Hace algunos meses, Brasil, el país más poblado de América Latina, se volcó a las urnas para elegir presidente. Se trató de una contienda cerrada entre dos opciones que representaban polos opuestos.

Por un lado, Jair Bolsonaro, afín a las políticas apegadas a una ideología de derecha. Por el otro, Lula da Silva, proveniente de la lucha sindical y quien como presidente de esa nación se caracterizó por impulsar el gasto en políticas sociales que sirvieran como mecanismo de distribución del ingreso.

El resultado: la marcada división ideológica establecida en la sociedad brasileña; Lula da Silva fue electo con 50.9% de los votos, contra 49.1% obtenido por Jair Bolsonaro. Un resultado tan cerrado es sinónimo de una sociedad compuesta por sectores claramente diferenciados por el tipo de Gobierno que prefieren.

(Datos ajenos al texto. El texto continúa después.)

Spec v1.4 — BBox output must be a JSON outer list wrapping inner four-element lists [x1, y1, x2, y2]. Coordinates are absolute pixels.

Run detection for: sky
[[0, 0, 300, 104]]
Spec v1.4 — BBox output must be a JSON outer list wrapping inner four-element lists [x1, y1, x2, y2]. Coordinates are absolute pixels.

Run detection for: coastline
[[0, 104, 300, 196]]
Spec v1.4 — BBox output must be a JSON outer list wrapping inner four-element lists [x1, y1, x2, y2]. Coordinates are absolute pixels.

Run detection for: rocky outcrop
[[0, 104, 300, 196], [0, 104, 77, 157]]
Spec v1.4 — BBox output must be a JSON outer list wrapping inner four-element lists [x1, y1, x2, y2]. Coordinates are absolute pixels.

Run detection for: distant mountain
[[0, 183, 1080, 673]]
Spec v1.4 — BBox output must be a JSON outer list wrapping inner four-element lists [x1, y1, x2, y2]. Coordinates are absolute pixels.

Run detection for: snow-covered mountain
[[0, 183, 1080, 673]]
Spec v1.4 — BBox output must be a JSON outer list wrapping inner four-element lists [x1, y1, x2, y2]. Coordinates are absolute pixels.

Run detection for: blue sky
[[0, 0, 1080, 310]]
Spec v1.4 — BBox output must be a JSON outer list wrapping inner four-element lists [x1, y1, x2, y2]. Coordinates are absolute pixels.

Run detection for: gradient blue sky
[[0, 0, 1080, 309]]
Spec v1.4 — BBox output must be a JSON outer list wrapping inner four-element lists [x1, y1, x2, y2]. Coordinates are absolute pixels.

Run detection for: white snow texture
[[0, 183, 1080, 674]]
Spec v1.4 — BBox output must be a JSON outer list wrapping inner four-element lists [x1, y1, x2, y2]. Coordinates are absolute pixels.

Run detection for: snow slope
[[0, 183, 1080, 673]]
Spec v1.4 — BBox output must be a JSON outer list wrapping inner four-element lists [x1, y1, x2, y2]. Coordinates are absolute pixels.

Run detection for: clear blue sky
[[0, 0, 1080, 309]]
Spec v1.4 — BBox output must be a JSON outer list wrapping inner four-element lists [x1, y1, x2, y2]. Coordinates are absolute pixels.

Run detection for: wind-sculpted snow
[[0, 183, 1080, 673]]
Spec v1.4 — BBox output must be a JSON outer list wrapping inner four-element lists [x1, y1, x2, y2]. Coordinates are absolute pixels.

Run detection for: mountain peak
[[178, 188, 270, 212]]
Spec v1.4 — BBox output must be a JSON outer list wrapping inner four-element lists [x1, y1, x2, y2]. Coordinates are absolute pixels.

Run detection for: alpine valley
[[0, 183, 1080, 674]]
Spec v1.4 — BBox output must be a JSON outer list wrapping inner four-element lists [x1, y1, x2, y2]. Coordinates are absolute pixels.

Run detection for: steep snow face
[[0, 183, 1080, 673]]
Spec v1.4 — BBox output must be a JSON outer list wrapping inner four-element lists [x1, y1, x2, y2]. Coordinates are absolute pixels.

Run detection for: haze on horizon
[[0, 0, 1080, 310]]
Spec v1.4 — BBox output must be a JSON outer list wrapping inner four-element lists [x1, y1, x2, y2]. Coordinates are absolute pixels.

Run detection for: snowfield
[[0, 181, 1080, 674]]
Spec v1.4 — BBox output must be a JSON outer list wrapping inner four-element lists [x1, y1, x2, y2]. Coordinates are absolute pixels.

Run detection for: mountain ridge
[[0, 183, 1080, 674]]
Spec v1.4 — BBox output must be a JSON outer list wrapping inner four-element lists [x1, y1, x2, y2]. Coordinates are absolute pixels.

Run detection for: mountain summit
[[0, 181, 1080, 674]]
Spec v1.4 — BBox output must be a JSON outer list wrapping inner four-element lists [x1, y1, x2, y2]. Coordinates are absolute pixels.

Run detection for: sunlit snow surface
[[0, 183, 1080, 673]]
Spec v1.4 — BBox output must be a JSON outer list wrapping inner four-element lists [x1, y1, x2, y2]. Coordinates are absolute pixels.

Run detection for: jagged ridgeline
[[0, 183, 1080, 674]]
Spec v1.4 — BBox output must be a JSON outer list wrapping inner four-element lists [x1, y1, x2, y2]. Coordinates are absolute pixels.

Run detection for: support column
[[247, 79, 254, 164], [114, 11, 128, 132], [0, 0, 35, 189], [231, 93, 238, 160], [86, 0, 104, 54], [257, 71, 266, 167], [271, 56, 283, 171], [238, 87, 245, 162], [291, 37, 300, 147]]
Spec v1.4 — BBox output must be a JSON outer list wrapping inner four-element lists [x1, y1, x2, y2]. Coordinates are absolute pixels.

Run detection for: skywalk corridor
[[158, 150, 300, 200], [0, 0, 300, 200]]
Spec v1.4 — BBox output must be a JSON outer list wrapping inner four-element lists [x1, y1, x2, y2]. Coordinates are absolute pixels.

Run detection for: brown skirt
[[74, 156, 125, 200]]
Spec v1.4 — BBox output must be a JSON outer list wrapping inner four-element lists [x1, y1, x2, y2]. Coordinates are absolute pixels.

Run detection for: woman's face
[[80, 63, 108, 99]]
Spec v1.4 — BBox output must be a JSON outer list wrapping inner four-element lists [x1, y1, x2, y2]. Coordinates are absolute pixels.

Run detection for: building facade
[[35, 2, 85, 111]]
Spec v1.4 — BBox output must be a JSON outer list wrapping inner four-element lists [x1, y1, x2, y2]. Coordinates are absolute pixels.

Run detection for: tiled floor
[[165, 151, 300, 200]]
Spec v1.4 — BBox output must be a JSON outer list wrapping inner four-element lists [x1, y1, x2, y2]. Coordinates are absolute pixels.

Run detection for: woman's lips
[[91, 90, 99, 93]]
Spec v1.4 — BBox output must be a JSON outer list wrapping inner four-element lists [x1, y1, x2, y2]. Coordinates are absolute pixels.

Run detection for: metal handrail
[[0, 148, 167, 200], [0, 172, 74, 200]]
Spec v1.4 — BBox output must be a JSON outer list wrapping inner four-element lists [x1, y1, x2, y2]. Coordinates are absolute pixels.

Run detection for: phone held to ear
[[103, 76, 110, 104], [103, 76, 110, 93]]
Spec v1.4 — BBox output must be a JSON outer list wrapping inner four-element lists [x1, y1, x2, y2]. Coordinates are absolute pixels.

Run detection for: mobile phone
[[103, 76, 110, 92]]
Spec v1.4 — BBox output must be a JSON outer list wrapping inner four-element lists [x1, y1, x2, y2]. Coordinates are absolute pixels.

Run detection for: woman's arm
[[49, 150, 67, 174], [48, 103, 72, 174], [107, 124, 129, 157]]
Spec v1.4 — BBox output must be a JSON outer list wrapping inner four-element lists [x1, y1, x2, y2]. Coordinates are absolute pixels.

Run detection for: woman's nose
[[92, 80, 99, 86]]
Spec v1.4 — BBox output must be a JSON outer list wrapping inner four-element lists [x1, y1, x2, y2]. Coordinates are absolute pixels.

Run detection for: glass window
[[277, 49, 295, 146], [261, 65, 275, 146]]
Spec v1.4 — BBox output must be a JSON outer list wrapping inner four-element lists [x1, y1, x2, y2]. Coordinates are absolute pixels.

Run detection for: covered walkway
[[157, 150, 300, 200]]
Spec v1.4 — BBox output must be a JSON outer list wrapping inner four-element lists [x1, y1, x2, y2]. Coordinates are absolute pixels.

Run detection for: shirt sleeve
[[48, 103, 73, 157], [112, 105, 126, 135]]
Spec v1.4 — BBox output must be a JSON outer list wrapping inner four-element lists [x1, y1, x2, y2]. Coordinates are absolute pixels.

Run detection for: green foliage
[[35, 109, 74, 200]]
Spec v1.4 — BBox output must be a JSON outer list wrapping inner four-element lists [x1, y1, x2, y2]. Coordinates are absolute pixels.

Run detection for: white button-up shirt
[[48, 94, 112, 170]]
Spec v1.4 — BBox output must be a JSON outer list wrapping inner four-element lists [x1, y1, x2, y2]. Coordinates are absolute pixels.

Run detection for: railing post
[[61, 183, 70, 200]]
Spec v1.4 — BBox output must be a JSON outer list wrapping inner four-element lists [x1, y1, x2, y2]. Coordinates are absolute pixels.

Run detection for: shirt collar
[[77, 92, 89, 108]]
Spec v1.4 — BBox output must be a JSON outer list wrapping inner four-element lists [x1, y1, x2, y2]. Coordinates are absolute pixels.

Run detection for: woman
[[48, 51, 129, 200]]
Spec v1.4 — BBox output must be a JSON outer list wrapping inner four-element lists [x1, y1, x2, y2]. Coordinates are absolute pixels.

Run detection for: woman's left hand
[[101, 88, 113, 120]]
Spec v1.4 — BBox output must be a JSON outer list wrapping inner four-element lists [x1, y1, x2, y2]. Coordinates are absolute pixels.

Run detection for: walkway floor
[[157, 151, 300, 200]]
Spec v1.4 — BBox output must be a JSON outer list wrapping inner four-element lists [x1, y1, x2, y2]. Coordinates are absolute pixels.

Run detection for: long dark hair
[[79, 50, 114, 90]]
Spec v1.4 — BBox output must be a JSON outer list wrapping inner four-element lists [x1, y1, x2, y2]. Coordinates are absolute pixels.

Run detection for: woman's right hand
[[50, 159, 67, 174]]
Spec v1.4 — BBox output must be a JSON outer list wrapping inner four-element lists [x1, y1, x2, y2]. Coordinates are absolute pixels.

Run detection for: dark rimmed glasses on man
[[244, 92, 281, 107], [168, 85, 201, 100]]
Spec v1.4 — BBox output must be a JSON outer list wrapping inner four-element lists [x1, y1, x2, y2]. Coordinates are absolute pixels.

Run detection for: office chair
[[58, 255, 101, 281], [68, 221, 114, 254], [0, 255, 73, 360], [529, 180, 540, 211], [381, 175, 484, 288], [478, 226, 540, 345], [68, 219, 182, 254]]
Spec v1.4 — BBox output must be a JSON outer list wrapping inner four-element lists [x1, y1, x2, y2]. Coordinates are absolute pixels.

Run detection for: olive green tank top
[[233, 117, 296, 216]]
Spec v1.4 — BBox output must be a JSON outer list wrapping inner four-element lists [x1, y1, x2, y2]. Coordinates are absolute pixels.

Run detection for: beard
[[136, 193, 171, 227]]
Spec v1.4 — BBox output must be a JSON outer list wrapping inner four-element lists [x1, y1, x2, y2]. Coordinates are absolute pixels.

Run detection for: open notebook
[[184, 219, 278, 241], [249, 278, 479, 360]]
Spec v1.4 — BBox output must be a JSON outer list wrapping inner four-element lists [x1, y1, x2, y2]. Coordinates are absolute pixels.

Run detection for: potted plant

Es también un reflejo de la confianza que estos sectores han depositado en su democracia y, por tanto, en su sistema electoral.

Una vez terminado el cómputo de los votos, el mismo día de las elecciones, el presidente del Tribunal Superior Electoral, el juez Alexandre de Moraes, informó que no se visualizaba riesgo alguno que pusiera en tela de juicio los resultados.

En otros países de la región latinoamericana, un resultado tan cerrado —como el que se dio en México de manera cuestionable en 2006— difícilmente podría contar con la legitimidad necesaria para que un nuevo Gobierno iniciara sus gestiones. En el caso mencionado de nuestro país, la forma ilegal en que se manejó el cómputo de los votos no solamente provocó malestar social, sino que fue un duro golpe al propio sistema electoral.

Una de las diferencias torales entre el sistema electoral brasileño y el de la mayoría de los países de la región es haber dejado atrás, hace un cuarto de siglo, la votación en boletas de papel, para dar paso al uso de la tecnología en la implementación de urnas electrónicas.

La reforma que actualmente se discute en el Congreso mexicano contempla que el sistema electoral del país inicie este proceso de modernización. Al tratarse de uno de los puntos de mayor coincidencia entre todas las fuerzas políticas, se demuestra la necesidad de actualizar la manera en que las y los mexicanos emitimos nuestro sufragio; no es asunto menor. Por ello, la propuesta es que se implemente de manera gradual, hasta llegar a tecnificar la totalidad del sistema.

México, al igual que Brasil, es un territorio geográficamente muy amplio. Poder instaurar sistemas de votación que se apoyen en la tecnología ayudaría a eficientar y acelerar el computo de los votos, así como a aumentar la certeza y la confianza que la sociedad deposita en sus autoridades. Es tiempo de avanzar en esta dirección.